I found one last year at a yard sale not 5 miles from home..cost me a whole $1!!
It's orange and says Cleveland Browns??


----------



## JustCliff (May 21, 2011)

I have a pocket watch that my daughters ex got in Germany. It's a really nice one. Where you would get one I don't know.
I also have a wind up wrist watch that I got last year for Christmas. She got it from a catalog. i'm not sure which one.
I saw my ultimate wind up at a gun show earlier this year. It was a U.S.Army pocket watch that had a 24 hour dial instead of the standard 12. It was only $500...LOL I wish I could have got it.


----------



## LincTex (Apr 1, 2011)

Go to ebay and in the search type in "wind up alarm clock"... there are some really good ones right now.


----------



## RoadRash (Sep 29, 2010)

You can also try second hand shops pawn shops and goodwill 
Grage sale finds are usually the best I have 1 21 jewel watch from grmany early fifties $2 at a grage sale the case is gold that was a good score .....


----------



## PrepN4Good (Dec 23, 2011)

I think we got our wristwatches on Ebay & the wind-clock somewhere on Amazon.com.


----------



## lazydaisy67 (Nov 24, 2011)

Just make sure you keep an eye on them now when you can verify the correct time. If they're not keeping correct time you can have them fixed for fairly inexpensive.


----------



## cnsper (Sep 20, 2012)

If it is the end of the world, who cares what time it is... .LOL

I don't have a watch or clock and if SHTF then I will do things on my time not someone else's. Besides, if you forget to wind it then you are screwed as to the actual time... LOL


----------



## *Andi (Nov 8, 2009)

cnsper said:


> If it is the end of the world, who cares what time it is... .LOL
> 
> I don't have a watch or clock and if SHTF then I will do things on my time not someone else's. Besides, if you forget to wind it then you are screwed as to the actual time... LOL


True but they are ratter nice to have when the power is out for a few weeks ... Just saying.


----------



## kappydell (Nov 27, 2011)

the vermont country store sells both wind up alarm clocks as well as wind up wrist watches. Personally, Im buying a manual typewriter from them for Christmas. They carry all kinds of 'obsolete' and hard to find items. 
www.vermontcountrystore.com


----------



## JustCliff (May 21, 2011)

LOL! cnsper reminded me of a funny one. When I got my wind up wrist watch I wound it up and set it on the table. I never were a watch that wont keep good time. Well I came back later to check that it was keeping time. It had stopped. I was pissed because it had stopped, broke and it was new. Then I remembered, You have to wind it to keep it going! I felt stupid......


----------



## GrinnanBarrett (Aug 31, 2012)

You can still buy both mechanical watches and self winding ones. Do a search on Google and many will pop up. I know that on some of the Army store sites they sell a reproduction of the World War 2 military watch with a presentation case. I buy my wind up clocks from places like KMart. 
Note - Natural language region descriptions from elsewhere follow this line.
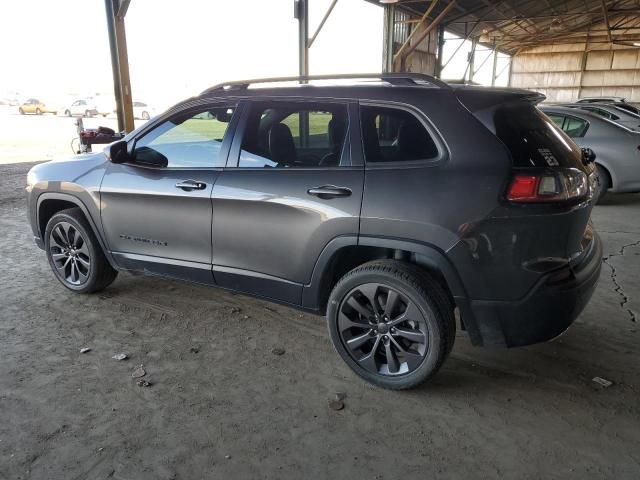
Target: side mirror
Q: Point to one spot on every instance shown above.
(588, 156)
(117, 152)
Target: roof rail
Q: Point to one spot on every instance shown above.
(391, 78)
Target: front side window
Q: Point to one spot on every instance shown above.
(191, 139)
(285, 135)
(394, 135)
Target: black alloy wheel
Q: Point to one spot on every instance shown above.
(391, 322)
(74, 253)
(383, 330)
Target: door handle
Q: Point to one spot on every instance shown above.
(191, 185)
(329, 191)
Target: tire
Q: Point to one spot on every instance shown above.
(421, 342)
(72, 247)
(605, 183)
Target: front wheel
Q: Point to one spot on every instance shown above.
(74, 254)
(392, 323)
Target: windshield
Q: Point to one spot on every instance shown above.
(533, 139)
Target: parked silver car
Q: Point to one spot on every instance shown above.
(617, 148)
(619, 102)
(611, 111)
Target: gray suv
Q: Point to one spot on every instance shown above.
(397, 205)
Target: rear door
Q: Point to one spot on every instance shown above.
(293, 183)
(156, 210)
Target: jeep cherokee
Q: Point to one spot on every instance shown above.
(391, 203)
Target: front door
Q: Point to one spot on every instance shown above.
(293, 184)
(156, 210)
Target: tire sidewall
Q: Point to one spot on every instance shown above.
(431, 361)
(89, 239)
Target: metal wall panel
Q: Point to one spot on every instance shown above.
(566, 72)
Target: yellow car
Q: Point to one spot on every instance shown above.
(34, 105)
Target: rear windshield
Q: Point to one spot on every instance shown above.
(533, 139)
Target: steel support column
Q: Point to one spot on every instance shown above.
(472, 59)
(389, 25)
(495, 65)
(302, 14)
(116, 10)
(439, 64)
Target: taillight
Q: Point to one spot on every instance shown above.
(557, 186)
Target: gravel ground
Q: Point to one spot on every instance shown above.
(221, 404)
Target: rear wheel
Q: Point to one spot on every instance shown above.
(74, 254)
(604, 182)
(391, 322)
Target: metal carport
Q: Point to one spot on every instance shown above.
(565, 49)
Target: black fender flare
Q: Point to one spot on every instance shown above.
(80, 204)
(426, 254)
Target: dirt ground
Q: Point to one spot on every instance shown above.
(223, 406)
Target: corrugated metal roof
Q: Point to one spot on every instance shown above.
(513, 24)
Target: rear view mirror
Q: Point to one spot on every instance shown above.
(588, 156)
(117, 152)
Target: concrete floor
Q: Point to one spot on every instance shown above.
(235, 410)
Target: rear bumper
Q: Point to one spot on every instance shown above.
(545, 312)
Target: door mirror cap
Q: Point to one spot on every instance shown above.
(117, 152)
(588, 156)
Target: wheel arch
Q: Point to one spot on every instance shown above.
(51, 203)
(347, 252)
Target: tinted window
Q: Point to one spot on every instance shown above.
(189, 140)
(533, 138)
(294, 135)
(394, 135)
(575, 127)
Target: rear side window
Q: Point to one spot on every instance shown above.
(533, 139)
(602, 113)
(394, 135)
(294, 135)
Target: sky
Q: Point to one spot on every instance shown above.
(177, 49)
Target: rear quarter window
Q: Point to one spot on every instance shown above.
(533, 139)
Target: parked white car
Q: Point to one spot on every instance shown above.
(81, 108)
(142, 110)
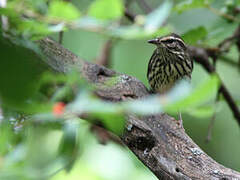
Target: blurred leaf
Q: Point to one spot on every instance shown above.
(202, 111)
(69, 147)
(136, 32)
(202, 94)
(190, 4)
(193, 35)
(19, 71)
(106, 9)
(63, 10)
(156, 18)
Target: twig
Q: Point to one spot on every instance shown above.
(211, 124)
(144, 6)
(105, 54)
(222, 14)
(229, 61)
(130, 16)
(60, 37)
(156, 140)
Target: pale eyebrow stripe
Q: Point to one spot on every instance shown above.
(174, 38)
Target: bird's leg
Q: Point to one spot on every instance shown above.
(180, 119)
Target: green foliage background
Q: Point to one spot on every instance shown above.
(41, 145)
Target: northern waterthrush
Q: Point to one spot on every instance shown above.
(169, 63)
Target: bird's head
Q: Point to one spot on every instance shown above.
(172, 42)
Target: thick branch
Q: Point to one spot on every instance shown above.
(158, 141)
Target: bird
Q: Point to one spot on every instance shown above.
(169, 63)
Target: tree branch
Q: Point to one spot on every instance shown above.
(157, 140)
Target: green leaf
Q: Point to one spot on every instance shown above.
(106, 9)
(193, 35)
(202, 94)
(190, 4)
(63, 10)
(156, 18)
(202, 111)
(136, 32)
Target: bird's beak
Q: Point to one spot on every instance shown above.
(153, 41)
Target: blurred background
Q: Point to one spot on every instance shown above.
(32, 152)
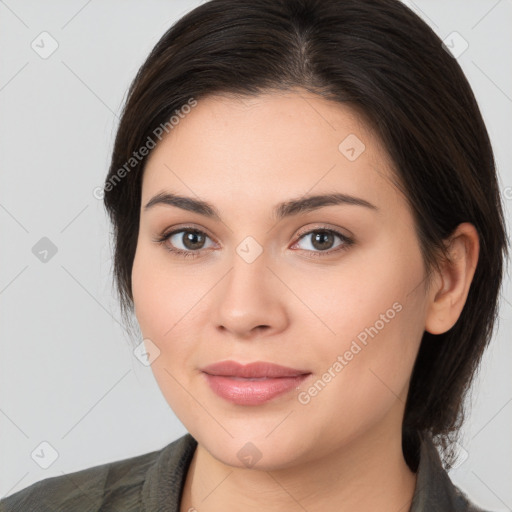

The high end mechanical watches are pretty pricey items. Most of them are made in Switzerland. I do not know of any US made watches any more. Hamilton was sold out to the Swiss several years back and Timex is now made in China. GB


----------



## Sentry18 (Aug 5, 2012)

I bought one at Goodwill a few months back for $1. Seemed like a good item to have if the power grid went down. At the same time if society comes to an end I am not sure if I will care what time it is.


----------



## OldCootHillbilly (Jul 9, 2010)

Bought a big ben wind up alarm clock at mills fleet farm, keeps good time an I use it cause ya never know when the power gonna go round here.

I got a couple wind up pocket watches, don't wear a wrist watch much cause to dangerous fer my job. I'm sure they still be available, might just have ta google em be all.


----------



## Axelight (Apr 21, 2012)

Anyone have experience with kinetic powered watches, these are the ones that are supposed to charge from regular body movement. I'm kinda interested in getting one, since you don't have to wind them up, even though I suspect they are a helluva lot more expensive than your standard wind up.


----------



## PrepN4Good (Dec 23, 2011)

cnsper said:


> If it is the end of the world, who cares what time it is... .LOL
> 
> I don't have a watch or clock and if SHTF then I will do things on my time not someone else's. Besides, if you forget to wind it then you are screwed as to the actual time... LOL


Everyone in my retreat group is required to have a wind-up watch, so we know when to relieve each other if we're doing LP/OP duty. But I also have a windup alarm clock that we use bedside.


----------



## IlliniWarrior (Nov 30, 2010)

besides wind up watches and alarm clocks ..... 1 hour egg timers can turn out to be a bonus .... multitude of various uses .....


----------



## Friknnewguy (Jun 30, 2012)

Excellent post . This is an item that I completely missed in my general preparations . I will remedy this as soon as possible . I remember as a kid my Dad had this beautiful wind up alarm clock that he brought home from Germany when he was stationed there . I smell a new project , I want to find one of those .


----------



## pmkrv12 (Mar 15, 2012)

Just found this at Sportsmansguide.com

http://shop.sportsmansguide.com/net/cb/pulsar-kinetic-bip-watch.aspx?a=918447

Kinetic watch

Peter


----------



## Genevieve (Sep 21, 2009)

we found our wind up clocks at walmart. I was looking for wind up watches but the prices for new ones are ridiculous imo. So I went with a solar watch from casio. I'm still looking for a wind up wrist watch tho, but I'm not in a tizzy over it. I'd even go for a pocket watch. I did see an advertizement for a local clock and watch repair shop. I think I may stop in or call them to see if they have any in stock


----------